Predicting mobile data usage


Okay. I am trying to predict data usage for a user at any point in time. For example, I should be able to predict the data you have consumed since your last purchase. I have a dataset that shows

  1. Date of purchase of data
  2. Amount Paid
  3. Data

I have been cracking around this dataset, are these variables enough? What algorithm will be the best (I am thinking Multiple Linear Regression)?




Do you have the actual values for some rows?

Could you give more details of the dataset, i.e. the number of rows, number of columns for train and test respectively.

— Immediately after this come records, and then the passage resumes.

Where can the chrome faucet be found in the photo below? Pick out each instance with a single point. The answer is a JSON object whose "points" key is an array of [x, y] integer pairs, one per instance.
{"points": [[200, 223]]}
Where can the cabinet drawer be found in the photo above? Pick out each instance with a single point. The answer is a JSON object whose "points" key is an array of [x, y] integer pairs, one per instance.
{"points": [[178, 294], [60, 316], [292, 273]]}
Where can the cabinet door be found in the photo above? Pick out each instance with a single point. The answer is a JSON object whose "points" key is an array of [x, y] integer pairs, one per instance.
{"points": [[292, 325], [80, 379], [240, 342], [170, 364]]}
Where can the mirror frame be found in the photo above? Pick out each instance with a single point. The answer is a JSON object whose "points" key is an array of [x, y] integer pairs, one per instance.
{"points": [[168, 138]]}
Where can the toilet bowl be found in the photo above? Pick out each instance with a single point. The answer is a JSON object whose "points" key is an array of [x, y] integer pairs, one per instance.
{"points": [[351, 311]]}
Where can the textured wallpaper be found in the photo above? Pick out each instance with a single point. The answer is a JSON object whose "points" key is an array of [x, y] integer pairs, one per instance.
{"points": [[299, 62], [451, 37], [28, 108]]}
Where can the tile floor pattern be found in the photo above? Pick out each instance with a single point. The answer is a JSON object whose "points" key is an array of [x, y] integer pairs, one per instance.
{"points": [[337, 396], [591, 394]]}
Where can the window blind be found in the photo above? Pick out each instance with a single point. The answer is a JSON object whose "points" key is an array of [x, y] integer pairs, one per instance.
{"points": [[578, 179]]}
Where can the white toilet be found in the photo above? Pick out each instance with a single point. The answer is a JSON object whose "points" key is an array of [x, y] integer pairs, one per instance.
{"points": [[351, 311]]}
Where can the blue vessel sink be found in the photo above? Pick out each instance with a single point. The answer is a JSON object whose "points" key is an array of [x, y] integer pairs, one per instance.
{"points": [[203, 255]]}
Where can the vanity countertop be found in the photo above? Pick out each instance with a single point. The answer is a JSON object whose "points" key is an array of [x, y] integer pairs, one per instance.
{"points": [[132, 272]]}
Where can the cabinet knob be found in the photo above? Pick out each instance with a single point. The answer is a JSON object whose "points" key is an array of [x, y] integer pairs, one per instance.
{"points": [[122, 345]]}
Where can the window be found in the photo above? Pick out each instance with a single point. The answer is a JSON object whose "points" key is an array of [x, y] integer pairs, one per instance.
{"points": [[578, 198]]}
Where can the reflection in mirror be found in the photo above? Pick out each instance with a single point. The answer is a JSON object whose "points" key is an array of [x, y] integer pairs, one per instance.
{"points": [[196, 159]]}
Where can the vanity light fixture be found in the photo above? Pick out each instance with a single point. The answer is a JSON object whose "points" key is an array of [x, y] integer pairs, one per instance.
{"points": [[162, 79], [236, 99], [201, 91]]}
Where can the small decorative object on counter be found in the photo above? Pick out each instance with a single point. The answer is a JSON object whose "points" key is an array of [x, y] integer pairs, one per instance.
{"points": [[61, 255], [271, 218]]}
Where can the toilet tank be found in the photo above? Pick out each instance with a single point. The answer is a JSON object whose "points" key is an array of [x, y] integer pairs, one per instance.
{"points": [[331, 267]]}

Yes. There are actual values. I have 3 columns and up to 1000000 rows. The columns are:

  1. Date of purchase of data
  2. Amount Paid
  3. Data bought.

10/01/2018 13:15:00 | 5000 | 10G
13/12/2018 08:30:30 | 3500 | 6.5G


You certainly need to create more variables using the existing variables. From the date of purchase you can calculate number of days from purchase to today, or the month of purchase too. You can create another feature using the amount paid and data bought for instance, their ratio (amount/data) . Similarly, think about the features you can create (you can read articles on feature engineering and get an idea about it).

You might find the below article on feature tools helpful. Also, you cannot decide what algorithm is the best without exploring the data. You can create a benchmark model first and then proceed and try different models to see what works best.